The Electronic Transactions Association maintains that Visa Inc. did not give the acquiring industry sufficient notice of the new Fixed Acquirer Network Fee, but the card brand says it did.
In a March 7 letter to Visa’s chairman, Joseph Saunders, the Washington-based association complained of having just 36 working days to adjust to the fee’s technical requirements and public-relations fallout.
The letter’s 17 signers asked the card brand to provide guidance on the fee and push back the April 1 starting date until the industry had 90 days to interpret the guidance.
In a letter ISO&Agent Weekly obtained March 12, Saunders responded to the association, assuring its 450 member-companies the notification time was appropriate.
The association did not question Visa’s right to impose the levy, but it opposed the timing, says Greg Cohen, head of the association’s industry relations committee and president of U.S. operations at Toronto-based Moneris Solutions.
“We believe the brands should price as they want. It’s a free marketplace,” Cohen tells ISO&Agent Weekly. “But they should give our members a chance to implement the necessary technology and to communicate the situation to our merchants.”
Transaction processors have to make more technical changes to add a fee than to raise or lower an established fee, he notes. At the same time, ISOs and financial institutions are scurrying to meet contractual obligations to notify merchants of the fee and to tell third-party processors how they want to handle the change, Cohen says.
ISOs also have to perform complex analysis, decide whether to mark up the fee, teach employees how to handle the fee, and possibly hire help-desk workers to prepare for an expected avalanche of phone calls from merchants questioning or complaining about the fee, he contends.
Visa informed acquirers of the fee Feb. 9, just 36 working days before the deadline, according to the letter the association sent Saunders.
In “guiding principals” published early last year, the association asked the brands for at least 90 days’ notice of pricing changes.
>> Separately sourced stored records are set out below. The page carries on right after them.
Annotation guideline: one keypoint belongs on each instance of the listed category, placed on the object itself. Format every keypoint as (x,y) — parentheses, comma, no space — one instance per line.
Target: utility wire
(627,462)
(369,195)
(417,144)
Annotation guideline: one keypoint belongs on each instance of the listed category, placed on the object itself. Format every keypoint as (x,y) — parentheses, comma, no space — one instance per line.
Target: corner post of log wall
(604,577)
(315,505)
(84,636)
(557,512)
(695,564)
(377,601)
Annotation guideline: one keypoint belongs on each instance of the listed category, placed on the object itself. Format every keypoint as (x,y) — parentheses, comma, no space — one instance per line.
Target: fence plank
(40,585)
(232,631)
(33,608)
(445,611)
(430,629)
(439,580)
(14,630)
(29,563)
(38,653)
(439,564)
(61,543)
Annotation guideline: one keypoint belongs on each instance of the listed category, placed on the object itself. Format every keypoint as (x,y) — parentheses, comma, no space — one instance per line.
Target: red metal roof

The letter to Saunders said association members found it difficult “to digest” what the signers called Visa’s “lack of regard.”
In his reply, Saunders said the card brand used a Visa Business News update published on July 28, 2011 to inform acquirers of plans to introduce the new variable fees. On Sept. 1, 2011, Visa used the same channel to publish a guide detailing the fee structure and reporting requirements, Saunders wrote.
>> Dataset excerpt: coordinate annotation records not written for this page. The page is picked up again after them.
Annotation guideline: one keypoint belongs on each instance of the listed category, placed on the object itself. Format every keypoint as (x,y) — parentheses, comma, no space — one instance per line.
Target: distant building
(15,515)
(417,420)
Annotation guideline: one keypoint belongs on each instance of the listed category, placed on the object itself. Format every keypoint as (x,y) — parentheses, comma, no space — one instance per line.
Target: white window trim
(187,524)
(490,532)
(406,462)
“We have provided acquirers a nine-month window to test the Operating Certificate reporting process to ensure a seamless implementation well ahead of the April deadline,” the letter said. “In fact, the overwhelming majority of Visa acquirers provided data in January demonstrating readiness to implement the new structure.”
Visa issued the rates for the new fee on Feb. 9, Saunders added.
“We have engaged clients individually–many of them representing the ETA’s board member institutions–to discuss these important changes and provide assistance with process and implementation,” Saunders wrote.
As it now stands, merchant acquirers processing card-present transactions (except fast-food restaurants) will pay $2 per month per location for up to three locations, and up to $65 per location for more than 4,000 locations, according to reports.
Merchant acquirers processing high-volume card-present transactions will pay $2.90 per month per location for up to three locations, scaling up to $85 per location for merchants with more locations.
For acquirers processing “customer-not-present” transactions (excluding fast-food restaurants), monthly fees will begin at $2 for the smallest merchants, rising to $15 monthly for merchants with monthly gross sales of $8,000 to $39,000 a month. The fixed fee will scale up to $40,000 per month for merchants with more than $400 million in monthly gross sales.